Chipset-agnostic approach: The framework works across Qualcomm, LSI/Exynos, and MediaTek NPUs, which is critical for real-world mobile deployment where devices use different SoCs.
Practical Samsung deployment: This is an industry paper from Samsung Research with real on-device numbers across Galaxy S25 and Tab S11, not just server-side simulation.

Connections to Other Work

QLoRA / QaLoRA: QUAD extends the quantization-aware LoRA paradigm from training efficiency to deployment efficiency, specifically targeting the multi-LoRA compatibility problem that QLoRA does not address.
MobileDiffusion: While MobileDiffusion designs a smaller model for mobile, QUAD takes existing LVMs and makes them deployable — a more pragmatic approach for leveraging pre-trained models.
AdapterFusion / Multi-LoRA merging: Works like Multi-LoRA meets Vision merge adapters at the weight level.

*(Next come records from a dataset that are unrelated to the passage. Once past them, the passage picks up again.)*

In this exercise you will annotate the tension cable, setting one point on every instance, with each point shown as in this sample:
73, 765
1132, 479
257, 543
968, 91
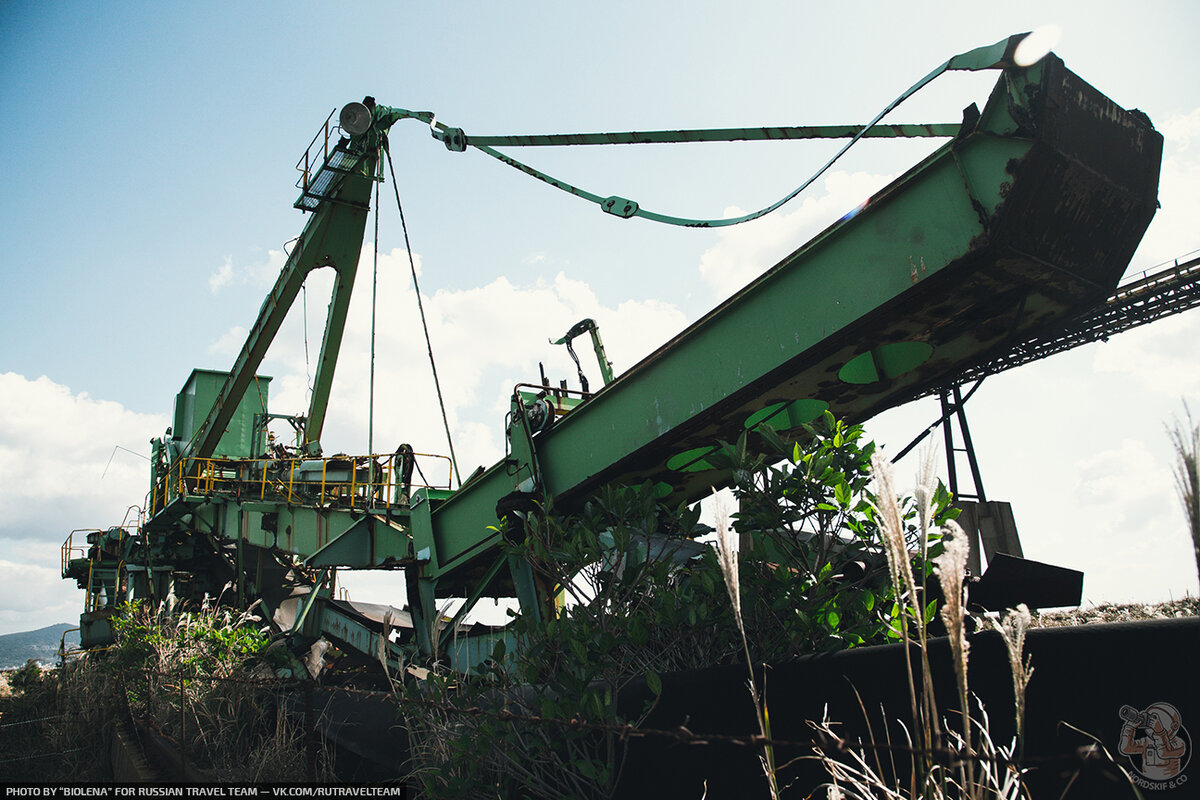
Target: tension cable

QUAD takes the orthogonal approach of keeping adapters separate at runtime but unified in quantization parameters.
TensorRT-LLM dynamic batching: The LoRA-as-input pattern parallels dynamic batching approaches in LLM serving, where different LoRA adapters are loaded into GPU memory slots. QUAD adapts this concept for mobile NPUs.
Compressor/quantization surveys (Zheng 2025): The challenges of diffusion model edge deployment are well-documented; QUAD provides a concrete solution for the specific problem of modular adapter deployment.

Limitations

No public code release; full reproduction from paper description alone would be non-trivial.
Training hyperparameters (optimizer, lr, epochs, batch size) for the QUAD distillation phase are not reported.
The approach is validated on SD 1.5; applicability to newer architectures (SDXL, Flux) is not demonstrated.
The 0.7B model Portrait Studio row shows U-Net time of 2024 ms — likely an error or anomalous measurement not explained.
Only 2–4 use-cases demonstrated; the claimed 6x memory benefit requires 10+ use-cases.